昭和52年から7年にわたる発掘調査が行われ、小吉山東部(標高約75m)での調査により、土塁・空堀が二重に巡る防御性の極めて高い城柵であることが明らかになっている。

土塁・空堀の内側、すなわち居住域の外縁には柵列も作られている。また、柵に沿って物見櫓と考えられる建物も存在し、外側の堀には土橋が架かる場所も検出された。

これらの施設で区画された内部には掘立柱建物跡や、竪穴住居跡などが作られており、掘立柱建物跡は、1間×1間または1間×2間と比較的小規模である。竪穴住居跡にはカマドはなかった。

大鳥井柵の遺跡の特徴は、「後三年合戦絵詞」の金沢柵の様子からイメージできる当時の柵と大鳥井柵跡が類似している。また、平泉の国史跡柳之御所跡(藤原氏の政庁跡と推定される遺跡)の空堀との類似性が指摘されており、藤原氏が清原氏の技術を引き継いでいる可能性があることも注目される。

遺物は、椀と小皿のセットとなった「かわらけ」が300点近く出土しており、全国的にもこの時代のものがまとまって見つかった例はほとんどない。その他に、中国製の白磁器・硯などが出土している。硯はほぼ完全な形で出土しており、柳之御所跡でも同様のものが発見されている。

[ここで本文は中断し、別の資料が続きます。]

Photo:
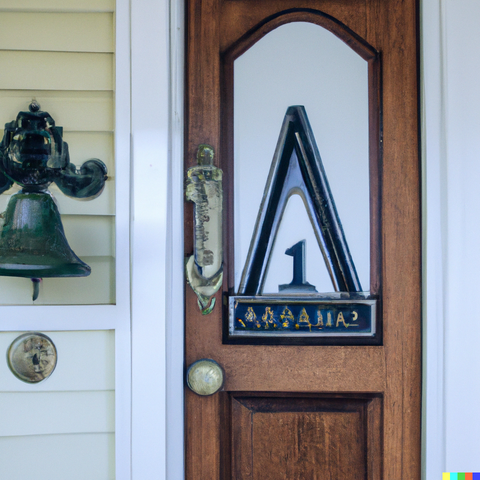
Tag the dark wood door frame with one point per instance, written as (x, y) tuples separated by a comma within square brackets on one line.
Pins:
[(381, 383)]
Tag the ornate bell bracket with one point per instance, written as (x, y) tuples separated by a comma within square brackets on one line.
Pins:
[(32, 240)]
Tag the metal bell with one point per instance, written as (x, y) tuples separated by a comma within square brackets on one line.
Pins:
[(32, 240)]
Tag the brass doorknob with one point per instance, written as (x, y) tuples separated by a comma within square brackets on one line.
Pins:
[(205, 377)]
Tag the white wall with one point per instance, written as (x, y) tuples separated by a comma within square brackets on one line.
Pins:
[(451, 136)]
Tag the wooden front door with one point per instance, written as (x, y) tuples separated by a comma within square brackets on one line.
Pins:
[(335, 410)]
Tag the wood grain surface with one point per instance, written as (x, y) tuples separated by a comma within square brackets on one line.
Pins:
[(358, 408)]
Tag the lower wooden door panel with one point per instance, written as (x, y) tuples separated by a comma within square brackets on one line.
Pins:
[(304, 437)]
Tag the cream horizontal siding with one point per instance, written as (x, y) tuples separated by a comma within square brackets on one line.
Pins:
[(61, 53), (58, 457), (96, 289), (72, 412), (69, 32), (57, 5), (64, 426), (75, 111), (56, 71)]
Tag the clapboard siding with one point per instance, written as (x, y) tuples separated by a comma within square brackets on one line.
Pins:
[(96, 289), (58, 457), (57, 5), (75, 111), (68, 32), (56, 71), (60, 413), (102, 205), (86, 362), (61, 53)]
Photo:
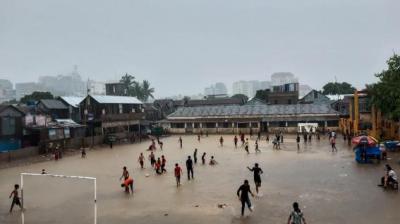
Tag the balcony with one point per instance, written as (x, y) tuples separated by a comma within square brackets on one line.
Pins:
[(122, 117)]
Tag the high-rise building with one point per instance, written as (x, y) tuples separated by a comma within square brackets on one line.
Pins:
[(249, 88), (6, 90), (218, 89), (281, 78), (27, 88), (61, 85), (96, 87)]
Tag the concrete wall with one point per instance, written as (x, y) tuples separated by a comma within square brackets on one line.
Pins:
[(212, 130), (19, 154), (236, 130)]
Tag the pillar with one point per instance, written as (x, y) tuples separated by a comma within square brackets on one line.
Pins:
[(356, 112)]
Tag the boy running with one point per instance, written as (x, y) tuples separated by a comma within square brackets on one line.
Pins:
[(180, 142), (257, 149), (257, 175), (16, 200), (141, 160), (178, 173), (243, 194), (203, 158), (163, 163), (235, 141)]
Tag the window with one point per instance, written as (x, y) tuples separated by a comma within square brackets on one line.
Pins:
[(177, 125), (210, 125), (120, 108), (243, 125), (8, 125)]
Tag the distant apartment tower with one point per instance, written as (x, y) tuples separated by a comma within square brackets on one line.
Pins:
[(6, 90), (27, 88), (61, 85), (284, 94), (95, 87), (280, 78), (218, 89), (249, 88), (116, 89)]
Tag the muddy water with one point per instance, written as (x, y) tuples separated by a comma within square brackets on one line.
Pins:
[(330, 187)]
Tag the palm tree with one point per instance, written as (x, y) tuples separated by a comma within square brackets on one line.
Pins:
[(129, 83), (145, 91)]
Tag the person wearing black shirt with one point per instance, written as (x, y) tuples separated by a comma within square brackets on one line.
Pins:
[(298, 142), (189, 167), (243, 194), (257, 175)]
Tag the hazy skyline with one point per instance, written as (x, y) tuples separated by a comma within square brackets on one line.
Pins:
[(183, 46)]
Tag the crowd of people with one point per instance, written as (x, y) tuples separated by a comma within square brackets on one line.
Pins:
[(158, 164)]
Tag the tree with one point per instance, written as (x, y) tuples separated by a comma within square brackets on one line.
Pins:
[(262, 94), (385, 94), (142, 91), (36, 96), (243, 97), (334, 88), (146, 91), (129, 82)]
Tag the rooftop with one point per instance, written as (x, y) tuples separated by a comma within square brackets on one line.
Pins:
[(53, 104), (251, 110), (116, 99), (72, 100)]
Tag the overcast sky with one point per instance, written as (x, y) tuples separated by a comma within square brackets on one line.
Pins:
[(181, 46)]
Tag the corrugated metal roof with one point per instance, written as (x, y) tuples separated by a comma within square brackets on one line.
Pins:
[(72, 100), (116, 99), (251, 110), (53, 104)]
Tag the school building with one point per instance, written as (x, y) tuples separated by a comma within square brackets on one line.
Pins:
[(248, 118)]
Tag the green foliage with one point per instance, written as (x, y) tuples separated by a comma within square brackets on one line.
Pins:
[(243, 97), (385, 94), (334, 88), (36, 96), (142, 91)]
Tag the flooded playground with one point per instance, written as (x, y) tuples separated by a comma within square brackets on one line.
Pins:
[(330, 187)]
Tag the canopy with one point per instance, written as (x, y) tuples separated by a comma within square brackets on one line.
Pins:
[(364, 140)]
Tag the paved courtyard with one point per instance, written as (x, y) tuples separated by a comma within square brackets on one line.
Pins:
[(330, 187)]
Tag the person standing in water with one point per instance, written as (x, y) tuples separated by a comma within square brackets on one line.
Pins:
[(152, 159), (296, 216), (178, 173), (189, 167), (257, 175), (256, 145), (203, 158), (298, 142), (243, 194), (163, 163), (195, 156), (125, 175), (235, 141), (246, 146), (141, 160), (16, 199)]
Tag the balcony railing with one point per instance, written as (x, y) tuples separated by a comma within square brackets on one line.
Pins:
[(122, 117)]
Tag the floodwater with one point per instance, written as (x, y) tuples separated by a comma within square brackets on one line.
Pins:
[(330, 187)]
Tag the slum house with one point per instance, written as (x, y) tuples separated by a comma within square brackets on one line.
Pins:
[(55, 108), (72, 102), (120, 115), (11, 127), (247, 118)]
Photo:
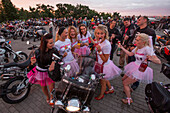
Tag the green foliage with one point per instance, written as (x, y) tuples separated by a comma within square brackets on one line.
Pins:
[(9, 12)]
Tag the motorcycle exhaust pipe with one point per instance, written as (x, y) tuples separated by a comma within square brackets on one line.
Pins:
[(6, 76)]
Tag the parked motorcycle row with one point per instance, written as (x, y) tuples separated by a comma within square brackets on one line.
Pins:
[(73, 94), (20, 31)]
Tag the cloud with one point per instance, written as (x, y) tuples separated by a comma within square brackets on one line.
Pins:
[(149, 7)]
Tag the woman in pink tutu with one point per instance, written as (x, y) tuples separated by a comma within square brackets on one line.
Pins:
[(103, 53), (43, 58), (72, 35), (132, 74), (63, 45), (83, 38)]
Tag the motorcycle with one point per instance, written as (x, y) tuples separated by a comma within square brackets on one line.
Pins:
[(74, 94), (162, 42), (28, 33), (17, 87), (157, 94), (7, 33), (6, 51)]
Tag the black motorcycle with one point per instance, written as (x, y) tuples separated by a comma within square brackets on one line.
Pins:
[(74, 94), (17, 86), (157, 94), (6, 51)]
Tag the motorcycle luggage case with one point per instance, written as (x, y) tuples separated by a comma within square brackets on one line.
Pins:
[(159, 97), (76, 89), (166, 69)]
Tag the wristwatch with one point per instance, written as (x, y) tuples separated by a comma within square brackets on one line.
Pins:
[(99, 52)]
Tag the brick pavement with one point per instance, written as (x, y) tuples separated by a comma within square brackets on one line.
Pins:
[(111, 103)]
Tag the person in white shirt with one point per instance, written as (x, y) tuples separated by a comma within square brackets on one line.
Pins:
[(84, 37), (103, 53), (142, 53), (72, 35), (63, 45)]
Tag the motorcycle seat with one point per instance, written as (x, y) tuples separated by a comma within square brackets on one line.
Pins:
[(21, 65)]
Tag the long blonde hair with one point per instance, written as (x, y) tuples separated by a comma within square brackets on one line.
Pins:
[(102, 28), (69, 31), (144, 38)]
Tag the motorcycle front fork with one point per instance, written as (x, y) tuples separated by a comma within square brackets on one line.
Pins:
[(24, 84)]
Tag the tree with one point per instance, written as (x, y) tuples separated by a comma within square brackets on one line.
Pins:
[(2, 13), (9, 10)]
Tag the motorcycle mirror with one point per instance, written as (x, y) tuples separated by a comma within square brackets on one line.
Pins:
[(28, 42), (67, 68)]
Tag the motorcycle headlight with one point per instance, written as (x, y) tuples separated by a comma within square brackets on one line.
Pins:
[(73, 105), (86, 109), (93, 76), (67, 68), (59, 103)]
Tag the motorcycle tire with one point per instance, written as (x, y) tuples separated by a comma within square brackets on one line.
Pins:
[(23, 55), (58, 110), (13, 97), (14, 37)]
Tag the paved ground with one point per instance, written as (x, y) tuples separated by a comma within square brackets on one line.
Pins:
[(35, 102)]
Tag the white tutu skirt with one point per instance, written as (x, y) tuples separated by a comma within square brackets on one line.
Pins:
[(83, 51), (132, 71), (74, 68), (111, 71)]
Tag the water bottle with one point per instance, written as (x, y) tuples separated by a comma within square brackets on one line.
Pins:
[(118, 50), (143, 65)]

その精巧な作りから、藤原氏の存在も見え隠れしている

遺跡の時期は10世紀後半から12世紀代とやや幅があるが、この間断絶することなく遺物を確認できることから、200年近く継続して使用されていた柵ということが分かる。大鳥井柵跡は、文献と考古資料の整合性のある遺跡であり、その解明が、金沢柵と沼柵にもつながるものと期待されている。

 

後三年合戦金沢資料館の入館は16時30分までなので、雨天でもあり短時間の見学となった。